The mobile data tariffs are just way too expensive currently to warrant permanent connectivity through mobile phone networks. Although maybe this is a longer term solution and the reason why BT is looking to buy EE for £12.5 billion, the largest and fastest mobile network throughout the UK.

The Future

So where do we go from here? Clearly this is a problem where the solution is a little more involved than my thoughts in a blog post. With some interesting blog posts coming from BT on the matter recently, the issue is clearly already under discussion;

“BT’s head of optical access, Professor Andrew Lord, who will take part in the conference said: “It’s the first time we have had to worry about optical fibres actually filling up. We could expand the network by laying more cables but the economics of that do not work and it would increase power consumption. Prof Lord added that a possible solution to the problem would be to ration internet access, where household consumers and businesses would be charged for the amount of data they use.” – Source (5^th May 2015)

“The internet will not need to be rationed in the future because of a “data capacity crunch”, according to a leading scientist from telecoms giant BT.” – Source (11^th May 2015)

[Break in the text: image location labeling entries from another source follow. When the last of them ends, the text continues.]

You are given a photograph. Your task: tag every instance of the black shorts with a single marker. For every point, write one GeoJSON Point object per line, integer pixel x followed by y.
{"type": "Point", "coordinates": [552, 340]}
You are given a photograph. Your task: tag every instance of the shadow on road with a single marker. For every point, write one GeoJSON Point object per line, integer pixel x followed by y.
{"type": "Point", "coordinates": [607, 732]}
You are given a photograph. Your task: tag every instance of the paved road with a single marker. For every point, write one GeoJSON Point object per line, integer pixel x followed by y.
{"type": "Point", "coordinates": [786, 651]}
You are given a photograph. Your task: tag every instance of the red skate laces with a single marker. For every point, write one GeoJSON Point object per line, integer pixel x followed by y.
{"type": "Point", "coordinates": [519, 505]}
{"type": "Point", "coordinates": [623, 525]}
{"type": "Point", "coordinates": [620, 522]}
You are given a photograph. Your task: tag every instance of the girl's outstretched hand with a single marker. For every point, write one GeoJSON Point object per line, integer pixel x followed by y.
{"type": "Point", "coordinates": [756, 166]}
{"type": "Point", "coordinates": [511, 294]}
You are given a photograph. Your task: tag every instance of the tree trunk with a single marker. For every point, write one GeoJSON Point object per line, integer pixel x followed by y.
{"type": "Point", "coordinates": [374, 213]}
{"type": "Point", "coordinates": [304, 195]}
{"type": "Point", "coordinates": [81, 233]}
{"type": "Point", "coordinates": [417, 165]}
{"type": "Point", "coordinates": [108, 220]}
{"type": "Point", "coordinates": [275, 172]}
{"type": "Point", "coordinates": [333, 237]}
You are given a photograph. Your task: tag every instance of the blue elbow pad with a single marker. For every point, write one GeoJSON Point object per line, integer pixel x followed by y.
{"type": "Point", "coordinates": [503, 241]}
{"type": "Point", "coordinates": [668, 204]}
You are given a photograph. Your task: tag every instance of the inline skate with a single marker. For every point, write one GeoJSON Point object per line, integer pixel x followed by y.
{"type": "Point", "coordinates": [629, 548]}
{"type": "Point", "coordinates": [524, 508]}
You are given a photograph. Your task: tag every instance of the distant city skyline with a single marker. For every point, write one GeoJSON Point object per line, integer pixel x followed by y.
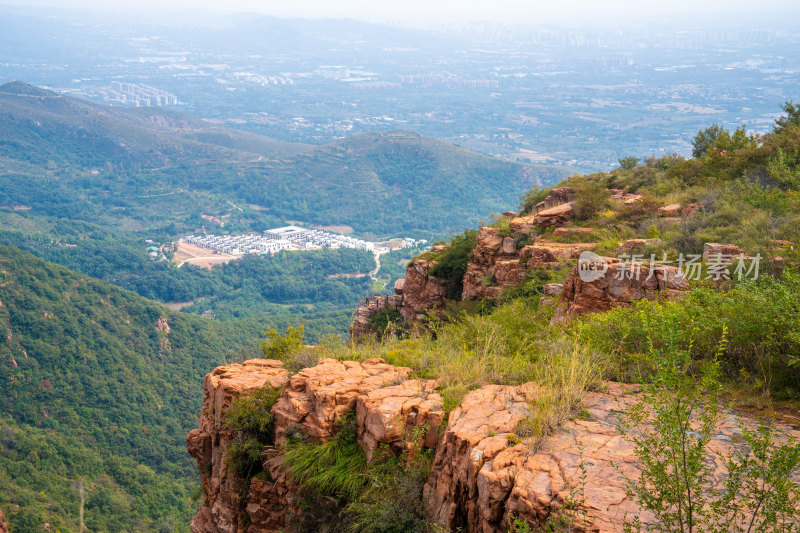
{"type": "Point", "coordinates": [445, 12]}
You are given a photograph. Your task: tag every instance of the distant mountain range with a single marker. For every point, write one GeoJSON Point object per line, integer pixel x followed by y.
{"type": "Point", "coordinates": [66, 157]}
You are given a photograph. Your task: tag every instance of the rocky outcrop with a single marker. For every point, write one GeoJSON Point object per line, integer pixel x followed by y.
{"type": "Point", "coordinates": [573, 232]}
{"type": "Point", "coordinates": [314, 398]}
{"type": "Point", "coordinates": [390, 415]}
{"type": "Point", "coordinates": [632, 245]}
{"type": "Point", "coordinates": [477, 430]}
{"type": "Point", "coordinates": [556, 196]}
{"type": "Point", "coordinates": [422, 292]}
{"type": "Point", "coordinates": [371, 307]}
{"type": "Point", "coordinates": [603, 283]}
{"type": "Point", "coordinates": [671, 210]}
{"type": "Point", "coordinates": [497, 264]}
{"type": "Point", "coordinates": [210, 442]}
{"type": "Point", "coordinates": [390, 410]}
{"type": "Point", "coordinates": [483, 475]}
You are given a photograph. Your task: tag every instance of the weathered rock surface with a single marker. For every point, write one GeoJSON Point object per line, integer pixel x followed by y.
{"type": "Point", "coordinates": [314, 398]}
{"type": "Point", "coordinates": [714, 250]}
{"type": "Point", "coordinates": [209, 443]}
{"type": "Point", "coordinates": [631, 245]}
{"type": "Point", "coordinates": [617, 283]}
{"type": "Point", "coordinates": [390, 415]}
{"type": "Point", "coordinates": [554, 216]}
{"type": "Point", "coordinates": [671, 210]}
{"type": "Point", "coordinates": [421, 291]}
{"type": "Point", "coordinates": [371, 307]}
{"type": "Point", "coordinates": [557, 196]}
{"type": "Point", "coordinates": [483, 476]}
{"type": "Point", "coordinates": [691, 209]}
{"type": "Point", "coordinates": [477, 430]}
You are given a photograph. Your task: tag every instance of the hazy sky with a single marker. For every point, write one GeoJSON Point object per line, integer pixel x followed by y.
{"type": "Point", "coordinates": [434, 11]}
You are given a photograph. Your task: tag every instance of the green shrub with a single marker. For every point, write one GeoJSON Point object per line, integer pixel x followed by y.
{"type": "Point", "coordinates": [451, 263]}
{"type": "Point", "coordinates": [341, 491]}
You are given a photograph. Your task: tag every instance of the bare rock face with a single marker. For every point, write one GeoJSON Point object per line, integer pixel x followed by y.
{"type": "Point", "coordinates": [690, 210]}
{"type": "Point", "coordinates": [714, 250]}
{"type": "Point", "coordinates": [390, 415]}
{"type": "Point", "coordinates": [557, 196]}
{"type": "Point", "coordinates": [209, 443]}
{"type": "Point", "coordinates": [314, 398]}
{"type": "Point", "coordinates": [477, 430]}
{"type": "Point", "coordinates": [617, 283]}
{"type": "Point", "coordinates": [554, 216]}
{"type": "Point", "coordinates": [371, 307]}
{"type": "Point", "coordinates": [421, 291]}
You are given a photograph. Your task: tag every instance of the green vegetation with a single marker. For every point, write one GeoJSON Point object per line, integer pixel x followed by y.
{"type": "Point", "coordinates": [671, 429]}
{"type": "Point", "coordinates": [250, 417]}
{"type": "Point", "coordinates": [451, 262]}
{"type": "Point", "coordinates": [100, 388]}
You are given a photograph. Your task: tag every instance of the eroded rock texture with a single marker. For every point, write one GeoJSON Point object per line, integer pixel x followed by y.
{"type": "Point", "coordinates": [617, 283]}
{"type": "Point", "coordinates": [209, 443]}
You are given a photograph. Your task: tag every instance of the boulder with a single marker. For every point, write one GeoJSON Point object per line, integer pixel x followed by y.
{"type": "Point", "coordinates": [557, 196]}
{"type": "Point", "coordinates": [210, 442]}
{"type": "Point", "coordinates": [690, 209]}
{"type": "Point", "coordinates": [421, 291]}
{"type": "Point", "coordinates": [390, 415]}
{"type": "Point", "coordinates": [478, 429]}
{"type": "Point", "coordinates": [316, 397]}
{"type": "Point", "coordinates": [614, 283]}
{"type": "Point", "coordinates": [553, 289]}
{"type": "Point", "coordinates": [632, 245]}
{"type": "Point", "coordinates": [573, 232]}
{"type": "Point", "coordinates": [671, 210]}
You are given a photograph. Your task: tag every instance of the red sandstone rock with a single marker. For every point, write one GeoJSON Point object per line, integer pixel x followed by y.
{"type": "Point", "coordinates": [389, 415]}
{"type": "Point", "coordinates": [554, 216]}
{"type": "Point", "coordinates": [209, 443]}
{"type": "Point", "coordinates": [421, 291]}
{"type": "Point", "coordinates": [477, 430]}
{"type": "Point", "coordinates": [316, 397]}
{"type": "Point", "coordinates": [690, 210]}
{"type": "Point", "coordinates": [671, 210]}
{"type": "Point", "coordinates": [570, 232]}
{"type": "Point", "coordinates": [617, 283]}
{"type": "Point", "coordinates": [630, 245]}
{"type": "Point", "coordinates": [713, 250]}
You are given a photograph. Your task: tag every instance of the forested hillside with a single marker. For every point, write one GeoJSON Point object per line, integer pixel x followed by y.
{"type": "Point", "coordinates": [99, 388]}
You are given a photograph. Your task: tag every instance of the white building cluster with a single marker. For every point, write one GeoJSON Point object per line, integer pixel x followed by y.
{"type": "Point", "coordinates": [274, 240]}
{"type": "Point", "coordinates": [239, 244]}
{"type": "Point", "coordinates": [137, 95]}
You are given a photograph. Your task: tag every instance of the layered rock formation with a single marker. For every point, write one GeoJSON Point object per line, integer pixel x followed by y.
{"type": "Point", "coordinates": [483, 474]}
{"type": "Point", "coordinates": [607, 282]}
{"type": "Point", "coordinates": [209, 443]}
{"type": "Point", "coordinates": [497, 264]}
{"type": "Point", "coordinates": [389, 408]}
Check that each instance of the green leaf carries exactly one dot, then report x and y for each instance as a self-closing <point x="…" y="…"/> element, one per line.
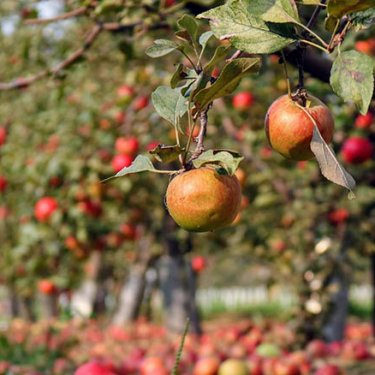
<point x="339" y="8"/>
<point x="161" y="47"/>
<point x="140" y="164"/>
<point x="331" y="169"/>
<point x="352" y="78"/>
<point x="234" y="21"/>
<point x="225" y="159"/>
<point x="278" y="11"/>
<point x="363" y="19"/>
<point x="204" y="38"/>
<point x="227" y="81"/>
<point x="169" y="103"/>
<point x="189" y="24"/>
<point x="177" y="76"/>
<point x="166" y="154"/>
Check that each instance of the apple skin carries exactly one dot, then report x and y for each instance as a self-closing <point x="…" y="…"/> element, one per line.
<point x="3" y="135"/>
<point x="357" y="150"/>
<point x="289" y="129"/>
<point x="127" y="145"/>
<point x="243" y="101"/>
<point x="44" y="208"/>
<point x="233" y="366"/>
<point x="3" y="184"/>
<point x="121" y="161"/>
<point x="364" y="121"/>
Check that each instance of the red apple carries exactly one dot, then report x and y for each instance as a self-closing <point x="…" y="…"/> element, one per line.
<point x="364" y="121"/>
<point x="127" y="145"/>
<point x="46" y="286"/>
<point x="140" y="102"/>
<point x="338" y="216"/>
<point x="198" y="263"/>
<point x="289" y="129"/>
<point x="207" y="366"/>
<point x="233" y="366"/>
<point x="328" y="370"/>
<point x="44" y="208"/>
<point x="94" y="368"/>
<point x="357" y="150"/>
<point x="243" y="101"/>
<point x="3" y="135"/>
<point x="121" y="161"/>
<point x="3" y="184"/>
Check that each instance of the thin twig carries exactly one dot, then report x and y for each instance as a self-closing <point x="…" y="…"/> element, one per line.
<point x="41" y="21"/>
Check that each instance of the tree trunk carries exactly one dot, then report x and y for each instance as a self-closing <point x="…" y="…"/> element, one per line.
<point x="83" y="299"/>
<point x="177" y="283"/>
<point x="132" y="292"/>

Whatever the solution, it is clear that more needs to be done by all the key players in this market to address these issues, and fast. Many web services are seeing exponential growth in data usage as consumer behaviour shifts from broadcast to on-demand services which is only going to grow further. Couple this with the future horizon in an internet connected world with the Internet of Things, we have a serious crunch approaching in my opinion.

This is purely my personal opinion on where we are at currently and where we are heading. It would be great to hear your thoughts on the topic and share your experience in the comments. Do you think the internet has reached full capacity? Do you think we are heading for a capacity crunch? Or are you simply loving your new fibre broadband speeds streaming series after series of the latest dramas on Netflix?